Short-Sellers: The Limits Of SIR In Measuring Sentiment

Updated on

While individual investors may pour money into the hot stock of the moment and pull it back out at the first time of trouble, short-selling is still mostly the domain of sophisticated investors, so when a stock’s short-interest ratio (SIR) starts going up there’s good reason to start looking for problems. But it turns out that the supply of lendable shares often constrains the market, keeping SIR at low levels even when actual short interest is high.

“Even in the most liquid equity market in the world, the pool of readily borrowable shares can be a frequently binding constraint to informational arbitrage,” write M.D. Beneish, C.M.C. Lee, and D.C. Nichols in their recent paper In Short Supply: Short-Sellers and Stock Returns.

Supply constraints keep SIR low when stocks are overpriced

Using data from more than 100 institutional lenders spanning from 2004 to 2013, the researchers were able to put together an aggregate view of a market that’s been hard to analyze because of the lack of a centralized clearinghouse. They found that on average, stocks have about 20% of outstanding shares readily available for lending at any one time, but the with a lot of variation from stock to stock, and falling to 10% is enough to create a supply constraint in many situations.

Short-Sellers SIR

Borrowing costs are higher for small-caps, high volatility stocks, and stocks with recent negative returns, all of which seems pretty clear.

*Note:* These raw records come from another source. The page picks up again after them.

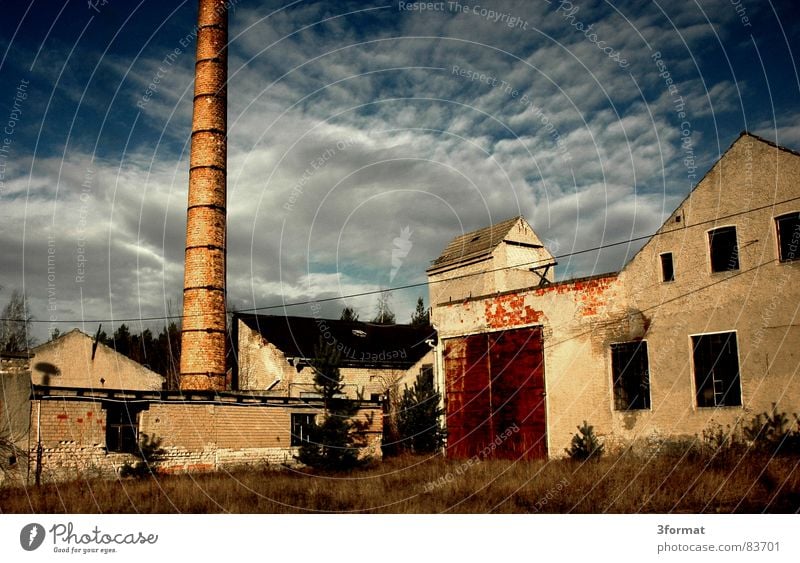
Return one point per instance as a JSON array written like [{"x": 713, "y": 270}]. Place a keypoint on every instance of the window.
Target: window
[
  {"x": 716, "y": 370},
  {"x": 724, "y": 249},
  {"x": 122, "y": 430},
  {"x": 301, "y": 428},
  {"x": 667, "y": 267},
  {"x": 788, "y": 236},
  {"x": 631, "y": 372}
]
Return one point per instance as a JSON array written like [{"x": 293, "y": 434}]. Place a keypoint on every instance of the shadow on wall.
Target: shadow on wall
[{"x": 48, "y": 369}]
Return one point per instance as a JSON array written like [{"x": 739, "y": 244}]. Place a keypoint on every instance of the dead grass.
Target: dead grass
[{"x": 748, "y": 482}]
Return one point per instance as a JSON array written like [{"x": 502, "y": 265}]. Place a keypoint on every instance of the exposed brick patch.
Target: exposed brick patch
[{"x": 509, "y": 310}]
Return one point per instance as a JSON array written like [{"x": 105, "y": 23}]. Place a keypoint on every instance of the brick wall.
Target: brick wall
[{"x": 192, "y": 436}]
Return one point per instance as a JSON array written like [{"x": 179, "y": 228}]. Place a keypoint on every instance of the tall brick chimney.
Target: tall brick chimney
[{"x": 203, "y": 330}]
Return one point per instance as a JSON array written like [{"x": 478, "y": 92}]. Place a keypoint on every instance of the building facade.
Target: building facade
[
  {"x": 75, "y": 359},
  {"x": 699, "y": 329}
]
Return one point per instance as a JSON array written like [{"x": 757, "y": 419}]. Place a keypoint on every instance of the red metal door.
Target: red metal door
[
  {"x": 467, "y": 392},
  {"x": 495, "y": 395}
]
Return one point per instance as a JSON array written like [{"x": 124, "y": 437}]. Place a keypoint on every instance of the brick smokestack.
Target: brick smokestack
[{"x": 203, "y": 330}]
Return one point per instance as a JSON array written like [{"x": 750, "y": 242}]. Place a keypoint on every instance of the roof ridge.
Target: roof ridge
[{"x": 476, "y": 243}]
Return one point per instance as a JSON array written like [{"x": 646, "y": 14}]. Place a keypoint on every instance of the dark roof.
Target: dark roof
[
  {"x": 474, "y": 244},
  {"x": 361, "y": 344}
]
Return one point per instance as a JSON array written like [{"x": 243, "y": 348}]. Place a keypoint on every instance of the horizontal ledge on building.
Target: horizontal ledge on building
[
  {"x": 212, "y": 166},
  {"x": 218, "y": 94},
  {"x": 219, "y": 26},
  {"x": 237, "y": 398},
  {"x": 205, "y": 330},
  {"x": 206, "y": 246},
  {"x": 209, "y": 130},
  {"x": 209, "y": 60},
  {"x": 207, "y": 205}
]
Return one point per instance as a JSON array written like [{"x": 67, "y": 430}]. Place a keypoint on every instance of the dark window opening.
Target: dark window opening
[
  {"x": 724, "y": 249},
  {"x": 667, "y": 267},
  {"x": 427, "y": 372},
  {"x": 631, "y": 372},
  {"x": 122, "y": 428},
  {"x": 788, "y": 236},
  {"x": 716, "y": 370},
  {"x": 301, "y": 428}
]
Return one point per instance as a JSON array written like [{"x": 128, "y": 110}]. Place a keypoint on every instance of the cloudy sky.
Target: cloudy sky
[{"x": 362, "y": 129}]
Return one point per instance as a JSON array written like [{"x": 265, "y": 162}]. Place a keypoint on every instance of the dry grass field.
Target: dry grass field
[{"x": 685, "y": 482}]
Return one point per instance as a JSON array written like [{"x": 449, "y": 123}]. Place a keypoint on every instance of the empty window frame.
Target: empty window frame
[
  {"x": 302, "y": 423},
  {"x": 667, "y": 267},
  {"x": 631, "y": 373},
  {"x": 788, "y": 236},
  {"x": 122, "y": 430},
  {"x": 716, "y": 370},
  {"x": 724, "y": 249}
]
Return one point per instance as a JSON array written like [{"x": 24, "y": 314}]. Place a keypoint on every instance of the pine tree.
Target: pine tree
[
  {"x": 15, "y": 334},
  {"x": 331, "y": 444},
  {"x": 419, "y": 417},
  {"x": 348, "y": 314},
  {"x": 420, "y": 317},
  {"x": 585, "y": 444},
  {"x": 383, "y": 313}
]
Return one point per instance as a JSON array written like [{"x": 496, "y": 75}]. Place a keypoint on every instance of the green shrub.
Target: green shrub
[{"x": 585, "y": 444}]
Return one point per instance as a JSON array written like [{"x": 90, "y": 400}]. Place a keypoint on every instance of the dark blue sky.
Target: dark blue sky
[{"x": 441, "y": 121}]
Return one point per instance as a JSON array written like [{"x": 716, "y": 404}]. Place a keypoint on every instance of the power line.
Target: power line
[{"x": 420, "y": 284}]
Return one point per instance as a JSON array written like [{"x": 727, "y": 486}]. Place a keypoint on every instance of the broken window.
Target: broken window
[
  {"x": 122, "y": 429},
  {"x": 716, "y": 370},
  {"x": 667, "y": 267},
  {"x": 724, "y": 249},
  {"x": 631, "y": 372},
  {"x": 788, "y": 236},
  {"x": 302, "y": 424}
]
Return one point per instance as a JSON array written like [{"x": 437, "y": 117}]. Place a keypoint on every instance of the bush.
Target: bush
[
  {"x": 332, "y": 445},
  {"x": 771, "y": 433},
  {"x": 419, "y": 416},
  {"x": 585, "y": 444},
  {"x": 149, "y": 451}
]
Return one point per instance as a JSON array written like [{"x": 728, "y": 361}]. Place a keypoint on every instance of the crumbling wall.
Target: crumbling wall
[
  {"x": 188, "y": 437},
  {"x": 578, "y": 319}
]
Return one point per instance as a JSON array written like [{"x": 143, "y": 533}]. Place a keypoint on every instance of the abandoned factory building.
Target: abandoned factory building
[
  {"x": 699, "y": 328},
  {"x": 275, "y": 354}
]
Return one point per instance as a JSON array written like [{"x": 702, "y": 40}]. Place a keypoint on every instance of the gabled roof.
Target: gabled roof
[
  {"x": 688, "y": 196},
  {"x": 360, "y": 344},
  {"x": 475, "y": 244}
]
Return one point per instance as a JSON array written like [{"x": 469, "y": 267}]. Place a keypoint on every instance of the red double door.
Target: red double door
[{"x": 495, "y": 400}]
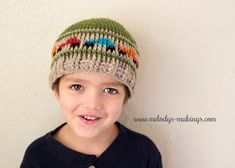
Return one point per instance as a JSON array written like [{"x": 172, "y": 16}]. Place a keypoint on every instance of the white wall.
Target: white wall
[{"x": 187, "y": 68}]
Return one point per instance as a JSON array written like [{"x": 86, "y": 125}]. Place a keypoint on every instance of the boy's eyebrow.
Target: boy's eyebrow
[{"x": 116, "y": 83}]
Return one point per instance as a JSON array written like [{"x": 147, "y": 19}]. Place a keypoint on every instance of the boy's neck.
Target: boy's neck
[{"x": 95, "y": 146}]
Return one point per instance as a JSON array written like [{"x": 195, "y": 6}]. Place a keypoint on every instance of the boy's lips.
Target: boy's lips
[{"x": 89, "y": 119}]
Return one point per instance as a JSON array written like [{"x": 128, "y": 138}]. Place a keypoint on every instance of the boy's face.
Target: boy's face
[{"x": 90, "y": 102}]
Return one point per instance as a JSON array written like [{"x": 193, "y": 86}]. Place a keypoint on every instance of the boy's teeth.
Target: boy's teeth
[{"x": 90, "y": 117}]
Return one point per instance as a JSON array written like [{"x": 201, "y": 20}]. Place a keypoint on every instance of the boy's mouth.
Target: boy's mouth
[{"x": 90, "y": 118}]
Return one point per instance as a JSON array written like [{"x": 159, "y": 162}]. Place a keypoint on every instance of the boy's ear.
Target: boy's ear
[{"x": 56, "y": 94}]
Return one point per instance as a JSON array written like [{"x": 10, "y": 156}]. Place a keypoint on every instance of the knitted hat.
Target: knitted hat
[{"x": 96, "y": 45}]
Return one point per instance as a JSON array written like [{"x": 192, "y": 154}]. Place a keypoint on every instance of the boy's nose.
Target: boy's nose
[{"x": 93, "y": 100}]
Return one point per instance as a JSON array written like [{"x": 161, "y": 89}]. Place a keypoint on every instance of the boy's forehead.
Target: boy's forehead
[{"x": 91, "y": 77}]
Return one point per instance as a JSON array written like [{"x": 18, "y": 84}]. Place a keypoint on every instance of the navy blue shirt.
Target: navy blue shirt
[{"x": 129, "y": 150}]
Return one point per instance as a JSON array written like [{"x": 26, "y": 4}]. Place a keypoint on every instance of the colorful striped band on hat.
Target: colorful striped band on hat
[{"x": 96, "y": 45}]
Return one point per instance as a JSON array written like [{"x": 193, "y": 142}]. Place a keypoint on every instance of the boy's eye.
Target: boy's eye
[
  {"x": 76, "y": 87},
  {"x": 111, "y": 91}
]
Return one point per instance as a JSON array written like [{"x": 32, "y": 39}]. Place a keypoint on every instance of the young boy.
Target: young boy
[{"x": 93, "y": 74}]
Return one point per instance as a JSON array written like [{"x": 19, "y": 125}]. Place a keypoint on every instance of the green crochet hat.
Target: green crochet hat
[{"x": 96, "y": 45}]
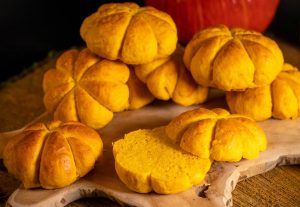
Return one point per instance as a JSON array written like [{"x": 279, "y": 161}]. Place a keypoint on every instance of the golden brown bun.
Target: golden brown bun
[
  {"x": 167, "y": 78},
  {"x": 232, "y": 59},
  {"x": 84, "y": 87},
  {"x": 52, "y": 155},
  {"x": 145, "y": 160},
  {"x": 281, "y": 99},
  {"x": 133, "y": 34},
  {"x": 139, "y": 95},
  {"x": 217, "y": 134}
]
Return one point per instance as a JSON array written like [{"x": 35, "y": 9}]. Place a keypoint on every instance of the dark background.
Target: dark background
[{"x": 29, "y": 29}]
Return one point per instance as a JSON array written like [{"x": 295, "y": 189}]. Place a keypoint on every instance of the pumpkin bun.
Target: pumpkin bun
[
  {"x": 232, "y": 59},
  {"x": 217, "y": 134},
  {"x": 52, "y": 155},
  {"x": 87, "y": 88},
  {"x": 146, "y": 160},
  {"x": 133, "y": 34},
  {"x": 167, "y": 78},
  {"x": 281, "y": 99}
]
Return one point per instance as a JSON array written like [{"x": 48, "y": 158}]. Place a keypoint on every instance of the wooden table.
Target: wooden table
[{"x": 21, "y": 101}]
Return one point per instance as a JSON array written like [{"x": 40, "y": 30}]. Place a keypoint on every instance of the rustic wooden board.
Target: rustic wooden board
[{"x": 215, "y": 190}]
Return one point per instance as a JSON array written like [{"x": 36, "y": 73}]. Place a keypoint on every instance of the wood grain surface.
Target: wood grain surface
[{"x": 21, "y": 101}]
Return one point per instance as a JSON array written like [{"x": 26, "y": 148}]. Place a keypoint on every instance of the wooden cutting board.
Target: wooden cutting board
[{"x": 283, "y": 148}]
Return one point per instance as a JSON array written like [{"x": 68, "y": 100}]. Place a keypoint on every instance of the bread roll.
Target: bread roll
[
  {"x": 52, "y": 155},
  {"x": 281, "y": 99},
  {"x": 133, "y": 34},
  {"x": 232, "y": 59},
  {"x": 145, "y": 160},
  {"x": 217, "y": 134}
]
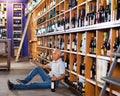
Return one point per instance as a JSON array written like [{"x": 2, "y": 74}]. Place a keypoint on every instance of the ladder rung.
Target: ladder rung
[
  {"x": 115, "y": 54},
  {"x": 112, "y": 80}
]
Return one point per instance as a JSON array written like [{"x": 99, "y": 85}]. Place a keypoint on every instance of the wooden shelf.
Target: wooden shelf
[{"x": 81, "y": 35}]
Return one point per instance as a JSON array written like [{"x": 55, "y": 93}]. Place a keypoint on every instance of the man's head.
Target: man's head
[{"x": 56, "y": 54}]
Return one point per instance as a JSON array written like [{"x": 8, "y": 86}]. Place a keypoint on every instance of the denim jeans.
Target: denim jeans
[{"x": 45, "y": 83}]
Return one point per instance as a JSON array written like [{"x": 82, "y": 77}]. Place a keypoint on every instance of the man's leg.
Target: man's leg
[
  {"x": 34, "y": 85},
  {"x": 34, "y": 72}
]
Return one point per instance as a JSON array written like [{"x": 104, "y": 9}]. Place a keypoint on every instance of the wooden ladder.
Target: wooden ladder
[
  {"x": 110, "y": 79},
  {"x": 23, "y": 36}
]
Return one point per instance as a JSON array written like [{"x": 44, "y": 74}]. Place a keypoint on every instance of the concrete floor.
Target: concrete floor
[{"x": 19, "y": 70}]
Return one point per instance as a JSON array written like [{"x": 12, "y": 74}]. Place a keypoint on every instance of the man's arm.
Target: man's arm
[
  {"x": 58, "y": 78},
  {"x": 41, "y": 65}
]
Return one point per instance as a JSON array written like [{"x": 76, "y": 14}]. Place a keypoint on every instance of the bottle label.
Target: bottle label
[{"x": 52, "y": 84}]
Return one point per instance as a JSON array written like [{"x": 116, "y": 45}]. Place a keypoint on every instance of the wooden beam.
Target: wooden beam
[{"x": 23, "y": 36}]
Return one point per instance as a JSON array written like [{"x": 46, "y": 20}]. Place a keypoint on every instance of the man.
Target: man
[{"x": 57, "y": 73}]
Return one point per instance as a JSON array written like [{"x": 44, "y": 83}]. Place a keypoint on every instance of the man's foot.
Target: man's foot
[
  {"x": 10, "y": 85},
  {"x": 21, "y": 81}
]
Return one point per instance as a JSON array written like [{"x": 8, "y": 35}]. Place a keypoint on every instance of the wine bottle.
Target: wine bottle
[
  {"x": 82, "y": 67},
  {"x": 93, "y": 69},
  {"x": 91, "y": 44},
  {"x": 53, "y": 86},
  {"x": 72, "y": 3},
  {"x": 94, "y": 45},
  {"x": 74, "y": 43},
  {"x": 73, "y": 20},
  {"x": 67, "y": 62},
  {"x": 67, "y": 23},
  {"x": 81, "y": 45},
  {"x": 75, "y": 65},
  {"x": 104, "y": 45},
  {"x": 79, "y": 19},
  {"x": 107, "y": 13},
  {"x": 118, "y": 10},
  {"x": 83, "y": 17},
  {"x": 116, "y": 42},
  {"x": 101, "y": 12},
  {"x": 62, "y": 43},
  {"x": 68, "y": 44}
]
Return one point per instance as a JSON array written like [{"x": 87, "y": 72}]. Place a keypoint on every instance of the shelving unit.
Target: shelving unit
[
  {"x": 5, "y": 54},
  {"x": 79, "y": 31},
  {"x": 17, "y": 26},
  {"x": 3, "y": 21}
]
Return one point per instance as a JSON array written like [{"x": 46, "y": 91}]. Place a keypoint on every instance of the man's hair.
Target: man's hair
[{"x": 58, "y": 51}]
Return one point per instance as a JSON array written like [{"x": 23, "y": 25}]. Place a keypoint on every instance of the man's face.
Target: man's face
[{"x": 55, "y": 55}]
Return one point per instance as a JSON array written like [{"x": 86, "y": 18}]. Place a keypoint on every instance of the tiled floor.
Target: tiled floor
[{"x": 19, "y": 70}]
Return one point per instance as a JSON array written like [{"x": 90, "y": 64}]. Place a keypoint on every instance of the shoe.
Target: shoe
[
  {"x": 10, "y": 85},
  {"x": 21, "y": 81}
]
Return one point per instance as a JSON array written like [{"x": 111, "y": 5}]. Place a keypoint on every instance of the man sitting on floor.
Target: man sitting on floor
[{"x": 57, "y": 73}]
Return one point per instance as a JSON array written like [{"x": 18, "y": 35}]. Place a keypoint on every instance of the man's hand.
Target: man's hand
[
  {"x": 54, "y": 78},
  {"x": 36, "y": 63}
]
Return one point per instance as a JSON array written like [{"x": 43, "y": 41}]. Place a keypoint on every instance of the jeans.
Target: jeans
[{"x": 46, "y": 83}]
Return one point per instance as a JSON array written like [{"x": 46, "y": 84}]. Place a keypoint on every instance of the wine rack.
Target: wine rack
[
  {"x": 17, "y": 26},
  {"x": 3, "y": 20},
  {"x": 86, "y": 32}
]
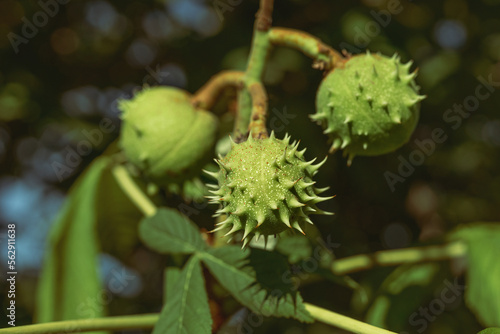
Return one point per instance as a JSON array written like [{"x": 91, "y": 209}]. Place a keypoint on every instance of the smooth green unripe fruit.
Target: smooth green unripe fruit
[
  {"x": 370, "y": 106},
  {"x": 265, "y": 187},
  {"x": 165, "y": 136}
]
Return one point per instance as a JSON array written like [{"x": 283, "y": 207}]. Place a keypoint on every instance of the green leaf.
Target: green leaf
[
  {"x": 172, "y": 275},
  {"x": 186, "y": 310},
  {"x": 492, "y": 330},
  {"x": 482, "y": 293},
  {"x": 262, "y": 293},
  {"x": 296, "y": 247},
  {"x": 401, "y": 293},
  {"x": 170, "y": 232},
  {"x": 69, "y": 285}
]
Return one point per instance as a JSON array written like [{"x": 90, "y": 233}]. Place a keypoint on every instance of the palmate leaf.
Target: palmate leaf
[
  {"x": 168, "y": 231},
  {"x": 186, "y": 310},
  {"x": 69, "y": 286},
  {"x": 258, "y": 279},
  {"x": 231, "y": 266},
  {"x": 401, "y": 293},
  {"x": 482, "y": 293}
]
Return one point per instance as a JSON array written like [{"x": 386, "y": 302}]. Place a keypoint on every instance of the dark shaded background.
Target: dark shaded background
[{"x": 69, "y": 74}]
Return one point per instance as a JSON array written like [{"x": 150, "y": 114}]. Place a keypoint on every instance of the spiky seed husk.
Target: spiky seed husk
[
  {"x": 165, "y": 136},
  {"x": 370, "y": 106},
  {"x": 266, "y": 187}
]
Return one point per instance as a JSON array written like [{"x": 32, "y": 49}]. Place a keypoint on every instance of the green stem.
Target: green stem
[
  {"x": 325, "y": 57},
  {"x": 148, "y": 321},
  {"x": 395, "y": 257},
  {"x": 253, "y": 74},
  {"x": 341, "y": 321},
  {"x": 143, "y": 321},
  {"x": 133, "y": 191}
]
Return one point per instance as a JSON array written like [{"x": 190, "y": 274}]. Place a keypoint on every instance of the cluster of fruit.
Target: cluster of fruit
[{"x": 367, "y": 105}]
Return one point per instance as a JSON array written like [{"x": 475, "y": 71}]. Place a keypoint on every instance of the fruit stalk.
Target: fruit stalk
[
  {"x": 147, "y": 321},
  {"x": 132, "y": 190},
  {"x": 325, "y": 57},
  {"x": 255, "y": 69}
]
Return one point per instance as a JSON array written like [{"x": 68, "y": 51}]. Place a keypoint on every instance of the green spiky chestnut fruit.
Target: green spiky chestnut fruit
[
  {"x": 265, "y": 187},
  {"x": 368, "y": 106},
  {"x": 165, "y": 136}
]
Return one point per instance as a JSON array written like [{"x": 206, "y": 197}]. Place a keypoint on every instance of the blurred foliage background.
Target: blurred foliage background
[{"x": 72, "y": 67}]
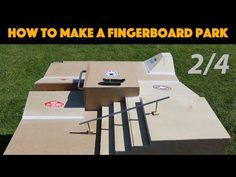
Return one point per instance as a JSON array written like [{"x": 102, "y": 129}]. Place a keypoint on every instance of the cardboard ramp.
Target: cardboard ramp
[{"x": 75, "y": 91}]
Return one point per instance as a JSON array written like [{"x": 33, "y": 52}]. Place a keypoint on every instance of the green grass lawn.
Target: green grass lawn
[{"x": 22, "y": 65}]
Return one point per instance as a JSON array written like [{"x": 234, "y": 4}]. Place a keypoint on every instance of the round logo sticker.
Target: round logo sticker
[
  {"x": 161, "y": 87},
  {"x": 111, "y": 74},
  {"x": 57, "y": 104}
]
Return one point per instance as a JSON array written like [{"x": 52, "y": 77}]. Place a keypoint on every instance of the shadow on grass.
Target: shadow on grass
[{"x": 4, "y": 140}]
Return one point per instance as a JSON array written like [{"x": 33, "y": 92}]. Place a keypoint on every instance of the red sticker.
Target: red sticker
[{"x": 54, "y": 103}]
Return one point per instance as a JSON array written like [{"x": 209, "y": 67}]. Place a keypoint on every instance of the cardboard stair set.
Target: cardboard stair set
[{"x": 111, "y": 107}]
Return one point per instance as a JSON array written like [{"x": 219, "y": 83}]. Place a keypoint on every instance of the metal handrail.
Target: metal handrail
[
  {"x": 124, "y": 110},
  {"x": 80, "y": 78}
]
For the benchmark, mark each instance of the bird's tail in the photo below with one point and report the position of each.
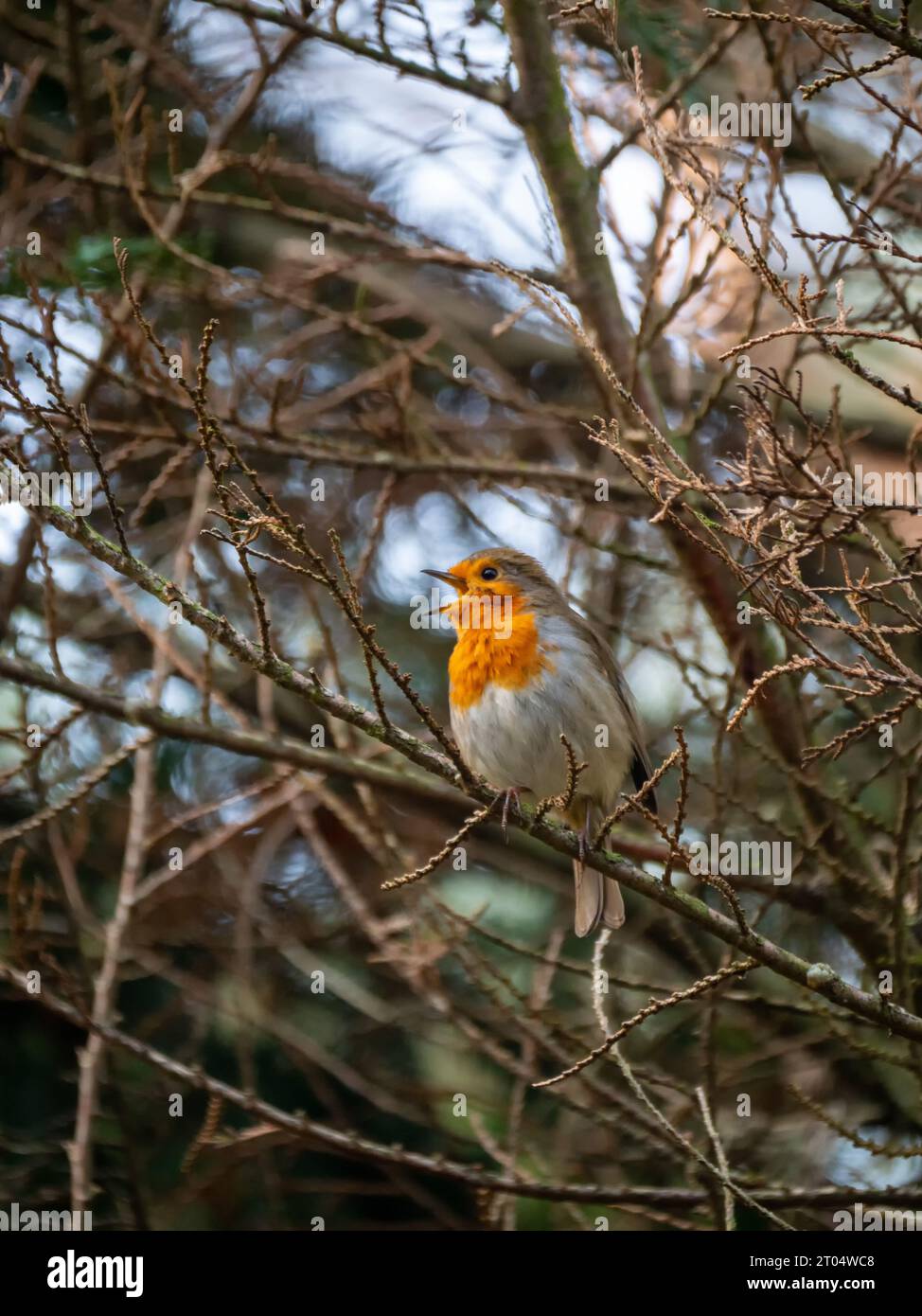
(597, 900)
(597, 897)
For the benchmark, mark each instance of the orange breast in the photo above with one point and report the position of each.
(482, 657)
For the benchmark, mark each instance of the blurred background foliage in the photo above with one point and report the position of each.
(441, 411)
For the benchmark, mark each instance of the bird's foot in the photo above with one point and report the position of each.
(512, 793)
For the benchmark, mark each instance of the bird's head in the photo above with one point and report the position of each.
(503, 571)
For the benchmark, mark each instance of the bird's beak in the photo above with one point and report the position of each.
(458, 582)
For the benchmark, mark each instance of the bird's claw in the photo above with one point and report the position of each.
(508, 796)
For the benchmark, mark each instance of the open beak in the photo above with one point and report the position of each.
(458, 582)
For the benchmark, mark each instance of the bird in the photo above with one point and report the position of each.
(525, 670)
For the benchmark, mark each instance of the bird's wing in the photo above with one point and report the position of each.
(641, 766)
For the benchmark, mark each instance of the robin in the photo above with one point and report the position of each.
(525, 668)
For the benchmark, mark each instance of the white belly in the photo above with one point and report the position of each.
(512, 738)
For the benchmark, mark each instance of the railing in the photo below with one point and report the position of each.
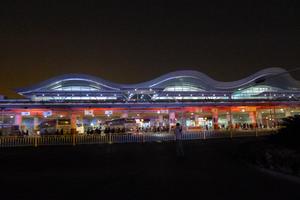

Borrowing costs also go up when the level of institutional ownership is low or the stock price is low, presumably because it’s harder to coordinate lending of these cheap stocks in the OTC market, or when stocks seem overpriced.

“Both borrow costs and the supply of lendable shares, are impacted by the accounting characteristics associated with pricing anomalies. In general, borrow costs are higher when these characteristics indicate the firm is overvalued,” write Beneish, Lee, and Nichols.

Short-Sellers SIR

In other words, when a fundamental investor would be most interested in shorting a stock, there won’t be enough supply to go around and the borrowing costs might be too high to go through with the deal, and SIR will remain low even despite a change in sentiment. In some cases, they found that an SIR of just 5% could signal a nearly full utilization.

Short-Sellers SIR

Policymakers shouldn’t impede short selling

Beneish, Lee, and Nichols also found that a shortage in lendable shares impairs price efficiency because negative sentiment isn’t being expressed in the way that other market participants expect, and therefore isn’t getting priced in. Lots of people have a knee-jerk, anti-short bias, but they argue that policy makers should be careful not to limit the supply of lendable shares (intentionally or unintentionally) or they risk inflating stock prices and setting investors up for a sharp correction.